Das Konzept kommt eigentlich aus der Szene der Autonomen aus dem Deutschland der 80er Jahre, der Name kommt ursprünglich von Seiten der Polizei: 1981 ermittelten die Bullen gegen mehr als 50 Leute wegen Mitgliedschaft in der „terroristischen Vereinigung Schwarzer Block“ in Frankfurt am Main, dieser Titel wurde von verschiedenen Bewegungen aufgegriffen und wird seither von politischen Gruppen und Einzelpersonen verwendet, aber ebenso von den Medien und den Bullen. Das Konzept, sich schwarz und einheitlich zu kleiden und sich zu vermummen tritt meist bei größeren Demonstrationen auf. Durch die einheitliche Kleidung ist es für die Polizei wesentlich schwieriger, einzelne Leute zu identifizieren und sie damit mit Repression zu überziehen. Aber diese homogen wirkende Masse ermöglicht auch einen anderen Handlungsspielraum während der Demo, so um sich z.B. vor Übergriffen der Polizei zu schützen oder gar mal den Spieß umzudrehen und die Polizei oder andere unliebsame Auswüchse anzugreifen.
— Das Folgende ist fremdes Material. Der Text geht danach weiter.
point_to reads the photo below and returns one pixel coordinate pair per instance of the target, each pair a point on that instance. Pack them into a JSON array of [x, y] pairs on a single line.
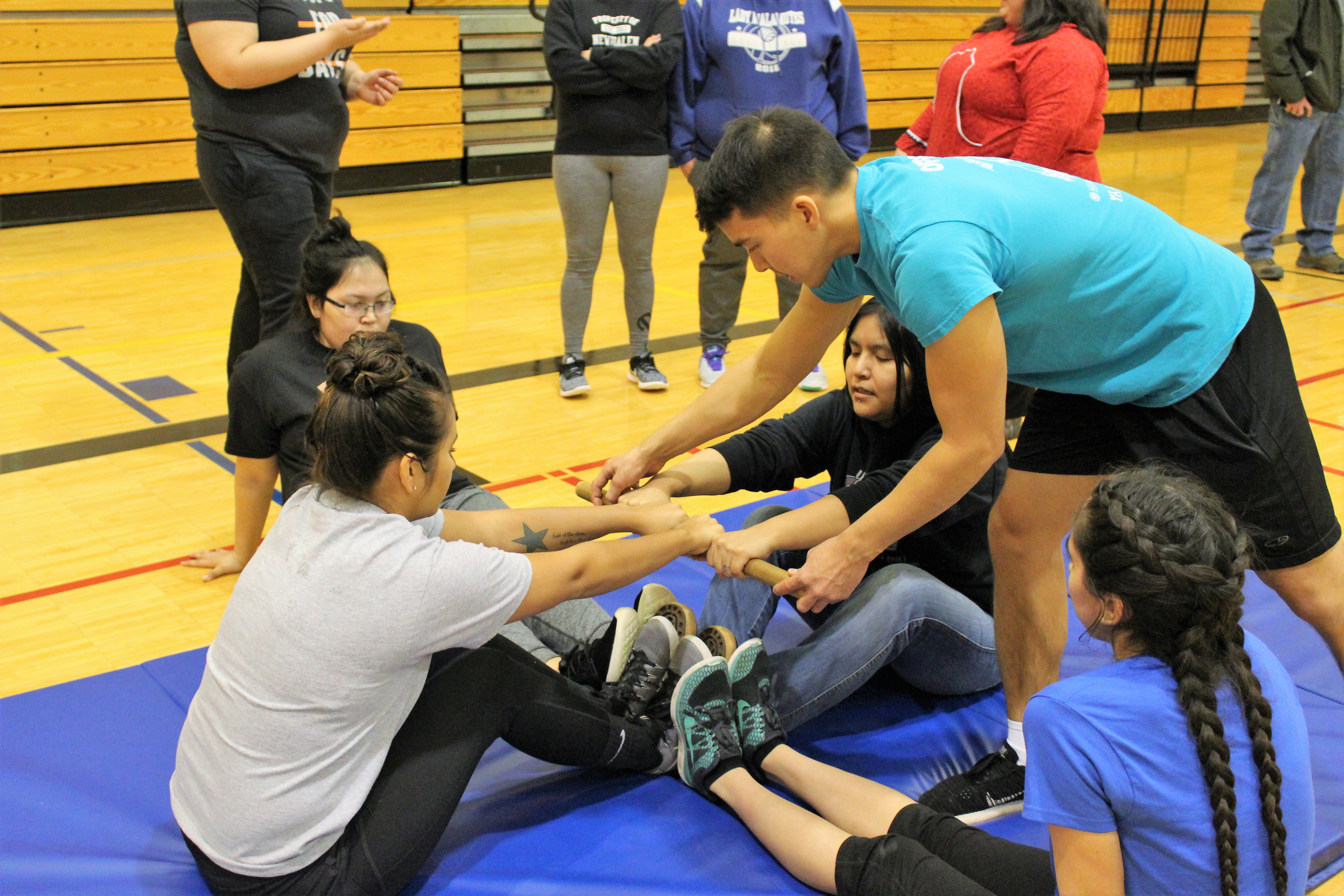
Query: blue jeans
[[933, 636], [1319, 144]]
Deshalb ist es auch sinnvoll, dass sich viele Leute daran beteiligen, auch wenn sie selbst vielleicht gar nix geplant haben. Denn durch die schiere Menge an (ähnlich aussehenden) Leuten ermöglicht man dadurch auch Anderen, die sich etwas überlegt haben, das Handeln. Wenn nur eine Bezugsgruppe von vielleicht fünf Leuten schwarz gekleidet/vermummt ist und alle anderen nicht und z.B. aus der Demo heraus Farbbeutel auf eine Bank wirft, ist recht schnell klar, wer die „Schuldigen“ sind. Und diese können von der Polizei sehr leicht isoliert und aufgegriffen werden.
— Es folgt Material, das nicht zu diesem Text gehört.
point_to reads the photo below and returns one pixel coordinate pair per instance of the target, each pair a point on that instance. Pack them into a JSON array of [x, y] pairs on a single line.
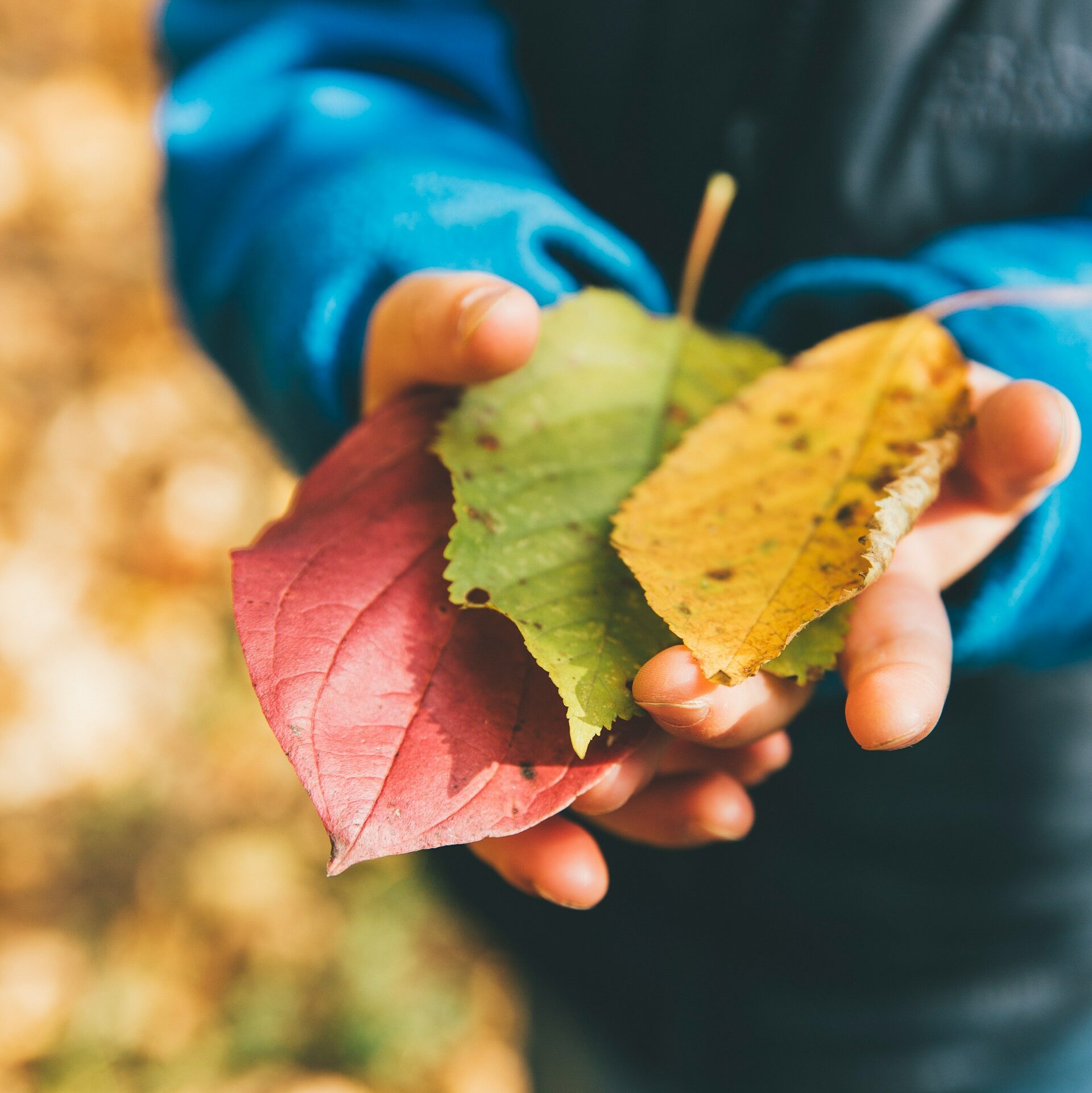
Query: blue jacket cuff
[[1031, 601]]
Andersrum betrachtet macht es bei kleinen „Nacht- und Nebelaktionen“, sprich bei z.B. Angriffen auf Parteizentralen oder ähnliches mit wenigen Leuten, meiner Meinung nach kaum einen Sinn, wenn sich die Beteiligten schwarz kleiden und vermummen – außer es ist klar, dass man es nicht vermeiden kann, auf einer Überwachungskamera oder so drauf zu sein. Man wird ja auch nicht schwarz gekleidet und vermummt in einer Gruppe durch die Stadt fahren/gehen, die Aktion machen und dann genauso weiterspazieren. Hier macht es mehr Sinn, sich entweder sehr schnell umziehen zu können, oder von Vornherein „normal“ auszusehen.
Nun ist es in Wien, bzw. in Österreich nicht unbedingt so, dass Angriffe aus großen Menschenmengen ständig passieren. Bei der letzten Großdemo gegen die neue schwarz-blaue Regierung am 13.1. demonstrierten nach unterschiedlichen Angaben zwischen 25 000 und 70 000 Menschen gegen die Regierung. Dabei kam es auch zur Bildung eines größeren „dunklen Blocks“, an dem schätzungsweise 500 Leute teilnahmen. Außer einigen bengalischen Fackeln und Rauchtöpfen in diesem Block kam es allerdings zu keinerlei Angriffen oder ähnlichem. Hier stellt sich durchaus die Frage nach der Sinnhaftigkeit eines solchen Auftretens. Denn dadurch, dass bei Demos immer wieder ein schwarzer Block auftritt, der dann allerdings auch nichts anderes macht als die anderen Demo-TeilnehmerInnen, entsteht eine komische Situation: alle Augen (und Kameras) richten sich auf diesen Block und erwarten das Spektakel, das allerdings ausbleibt. Die Drohung von Gewalt, Militanz und Sachbeschädigungen, die ein solcher Block nun einmal hat, wird nicht erfüllt und verkommt ab einem bestimmten Zeitpunkt zum bloßen Ritual oder Lifestyle.
Nun will ich hier natürlich nicht behaupten, dass es besser wäre, dass auf Demos keine Angriffe gegen Autoritäten/Gebäude/usw. passieren sollen. Ich möchte viel eher zur Reflexion darüber anregen, wann und wie es sinnvoll ist in Schwarz aufzutreten und wann nicht. Schwarz und/oder vermummt heißt nicht unbedingt radikal, vor allem dann nicht, wenn damit ein bestimmtes Bild in den Medien bestätigt werden soll – in genau den Medien, die in den allermeisten Fällen unsere Feinde sind.